Hu Zhirui, Qian Minping, Zhang Michael Q
MOE Key Laboratory of Bioinformatics and Bioinformatics Div, TNLIST /Department of Automation, Tsinghua University, Beijing 100084, China.
BMC Syst Biol. 2011;5 Suppl 2(Suppl 2):S8. doi: 10.1186/1752-0509-5-S2-S8. Epub 2011 Dec 14.
Somatic cells can be reprogrammed to induced-pluripotent stem cells (iPSCs) by introducing few reprogramming factors, which challenges the long held view that cell differentiation is irreversible. However, the mechanism of induced pluripotency is still unknown.
Inspired by the phenomenological reprogramming model of Artyomov et al (2010), we proposed a novel Markov model, stepwise reprogramming Markov (SRM) model, with simpler gene regulation rules and explored various properties of the model with Monte Carlo simulation. We calculated the reprogramming rate and showed that it would increase in the condition of knockdown of somatic transcription factors or inhibition of DNA methylation globally, consistent with the real reprogramming experiments. Furthermore, we demonstrated the utility of our model by testing it with the real dynamic gene expression data spanning across different intermediate stages in the iPS reprogramming process.

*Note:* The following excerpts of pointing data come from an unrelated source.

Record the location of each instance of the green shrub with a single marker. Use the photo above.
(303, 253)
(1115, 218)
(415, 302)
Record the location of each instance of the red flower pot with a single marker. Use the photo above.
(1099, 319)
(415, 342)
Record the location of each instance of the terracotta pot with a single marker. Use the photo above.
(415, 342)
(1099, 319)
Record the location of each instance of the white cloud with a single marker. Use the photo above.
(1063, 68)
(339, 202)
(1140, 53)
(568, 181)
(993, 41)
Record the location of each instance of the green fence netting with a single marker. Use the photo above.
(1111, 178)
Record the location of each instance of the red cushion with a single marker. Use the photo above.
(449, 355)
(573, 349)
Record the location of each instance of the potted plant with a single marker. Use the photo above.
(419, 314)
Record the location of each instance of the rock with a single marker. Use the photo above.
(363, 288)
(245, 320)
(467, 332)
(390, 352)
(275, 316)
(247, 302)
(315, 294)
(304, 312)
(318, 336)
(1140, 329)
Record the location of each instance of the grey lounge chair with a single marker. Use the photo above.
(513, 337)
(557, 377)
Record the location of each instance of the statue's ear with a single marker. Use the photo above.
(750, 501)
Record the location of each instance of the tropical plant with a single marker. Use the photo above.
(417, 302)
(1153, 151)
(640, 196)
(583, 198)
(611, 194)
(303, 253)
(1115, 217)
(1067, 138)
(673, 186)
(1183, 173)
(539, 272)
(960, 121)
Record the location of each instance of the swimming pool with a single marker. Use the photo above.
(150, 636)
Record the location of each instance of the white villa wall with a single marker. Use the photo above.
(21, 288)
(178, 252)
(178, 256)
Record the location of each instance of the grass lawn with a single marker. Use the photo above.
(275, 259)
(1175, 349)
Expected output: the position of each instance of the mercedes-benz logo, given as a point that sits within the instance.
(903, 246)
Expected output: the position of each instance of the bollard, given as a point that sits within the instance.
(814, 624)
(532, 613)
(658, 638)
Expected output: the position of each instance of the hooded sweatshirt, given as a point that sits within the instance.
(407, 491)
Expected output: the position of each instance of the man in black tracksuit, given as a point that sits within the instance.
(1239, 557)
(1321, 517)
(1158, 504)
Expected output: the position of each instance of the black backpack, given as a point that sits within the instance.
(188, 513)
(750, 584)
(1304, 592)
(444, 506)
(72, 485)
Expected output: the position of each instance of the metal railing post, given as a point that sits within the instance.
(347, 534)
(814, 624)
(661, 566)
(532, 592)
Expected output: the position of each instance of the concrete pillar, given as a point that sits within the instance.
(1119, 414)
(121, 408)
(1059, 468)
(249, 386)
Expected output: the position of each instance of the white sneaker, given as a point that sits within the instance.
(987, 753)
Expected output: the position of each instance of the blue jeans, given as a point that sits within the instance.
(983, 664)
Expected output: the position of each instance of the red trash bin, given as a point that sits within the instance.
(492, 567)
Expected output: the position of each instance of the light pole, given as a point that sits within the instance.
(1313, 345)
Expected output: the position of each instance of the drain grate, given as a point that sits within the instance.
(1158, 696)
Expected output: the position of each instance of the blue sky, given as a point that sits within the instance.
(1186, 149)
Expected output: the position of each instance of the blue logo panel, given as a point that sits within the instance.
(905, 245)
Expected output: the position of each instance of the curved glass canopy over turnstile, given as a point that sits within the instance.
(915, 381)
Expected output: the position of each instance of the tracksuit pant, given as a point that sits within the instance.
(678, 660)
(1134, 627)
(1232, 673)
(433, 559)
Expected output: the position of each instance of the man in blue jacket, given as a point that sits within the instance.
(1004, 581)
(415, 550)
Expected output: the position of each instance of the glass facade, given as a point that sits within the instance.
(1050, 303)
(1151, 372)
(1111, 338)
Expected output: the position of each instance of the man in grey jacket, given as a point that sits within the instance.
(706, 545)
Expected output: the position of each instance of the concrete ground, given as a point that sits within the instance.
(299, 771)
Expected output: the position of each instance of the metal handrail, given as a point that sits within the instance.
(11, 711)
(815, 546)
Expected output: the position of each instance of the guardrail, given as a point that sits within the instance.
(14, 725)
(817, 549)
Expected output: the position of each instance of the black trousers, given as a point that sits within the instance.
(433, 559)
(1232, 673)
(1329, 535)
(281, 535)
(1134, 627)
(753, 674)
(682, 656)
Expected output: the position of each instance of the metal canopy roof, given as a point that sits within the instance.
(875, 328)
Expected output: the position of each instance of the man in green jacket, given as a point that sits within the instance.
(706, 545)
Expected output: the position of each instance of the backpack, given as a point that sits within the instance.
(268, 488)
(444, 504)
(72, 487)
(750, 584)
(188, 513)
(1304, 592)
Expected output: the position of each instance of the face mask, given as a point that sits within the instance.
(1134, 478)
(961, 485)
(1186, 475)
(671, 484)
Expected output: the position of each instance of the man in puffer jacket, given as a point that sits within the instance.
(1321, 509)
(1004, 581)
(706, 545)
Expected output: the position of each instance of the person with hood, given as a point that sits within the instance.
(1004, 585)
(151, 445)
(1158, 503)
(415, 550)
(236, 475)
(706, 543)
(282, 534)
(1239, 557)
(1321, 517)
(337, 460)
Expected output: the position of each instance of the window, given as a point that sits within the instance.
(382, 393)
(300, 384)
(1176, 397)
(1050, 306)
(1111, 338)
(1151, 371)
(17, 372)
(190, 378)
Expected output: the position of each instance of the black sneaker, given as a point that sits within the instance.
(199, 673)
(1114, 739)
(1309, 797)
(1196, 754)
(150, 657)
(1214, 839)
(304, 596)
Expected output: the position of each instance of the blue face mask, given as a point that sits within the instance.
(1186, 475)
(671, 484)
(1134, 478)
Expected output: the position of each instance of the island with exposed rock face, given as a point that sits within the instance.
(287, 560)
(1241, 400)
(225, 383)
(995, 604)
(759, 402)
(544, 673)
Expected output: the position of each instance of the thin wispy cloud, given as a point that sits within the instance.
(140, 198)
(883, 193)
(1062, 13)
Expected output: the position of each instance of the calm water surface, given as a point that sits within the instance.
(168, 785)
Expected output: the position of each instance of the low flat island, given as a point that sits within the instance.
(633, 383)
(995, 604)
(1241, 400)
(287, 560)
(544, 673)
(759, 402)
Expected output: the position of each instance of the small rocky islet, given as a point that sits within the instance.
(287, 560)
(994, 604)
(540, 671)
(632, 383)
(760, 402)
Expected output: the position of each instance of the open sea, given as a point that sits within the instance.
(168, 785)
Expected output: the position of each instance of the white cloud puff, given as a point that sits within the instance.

The gene expression data at several stages in reprogramming and the reprogramming rate under several typically experiment conditions coincided with our simulation results. The function of reprogramming factors and gene expression change during reprogramming could be partly explained by our model reasonably well.
This lands further support on our general rules of gene regulation network in iPSC reprogramming. This model may help uncover the basic mechanism of reprogramming and improve the efficiency of converting somatic cells to iPSCs.
通过导入少数重编程因子,体细胞可被重编程为诱导多能干细胞(iPSC),这对长期以来认为细胞分化不可逆的观点提出了挑战。然而,诱导多能性的机制仍不清楚。
受Artyomov等人(2010年)现象学重编程模型的启发,我们提出了一种新颖的马尔可夫模型——逐步重编程马尔可夫(SRM)模型,其基因调控规则更简单,并通过蒙特卡罗模拟探索了该模型的各种特性。我们计算了重编程率,结果表明在体细胞转录因子敲低或全局DNA甲基化抑制的条件下重编程率会增加,这与实际重编程实验一致。此外,我们通过用iPS重编程过程中不同中间阶段的真实动态基因表达数据对模型进行测试,证明了我们模型的实用性。
重编程几个阶段的基因表达数据以及几种典型实验条件下的重编程率与我们的模拟结果相符。我们的模型能够较好地合理解释重编程因子的功能以及重编程过程中基因表达的变化。
这进一步支持了我们关于iPSC重编程中基因调控网络的一般规则。该模型可能有助于揭示重编程的基本机制并提高将体细胞转化为iPSC的效率。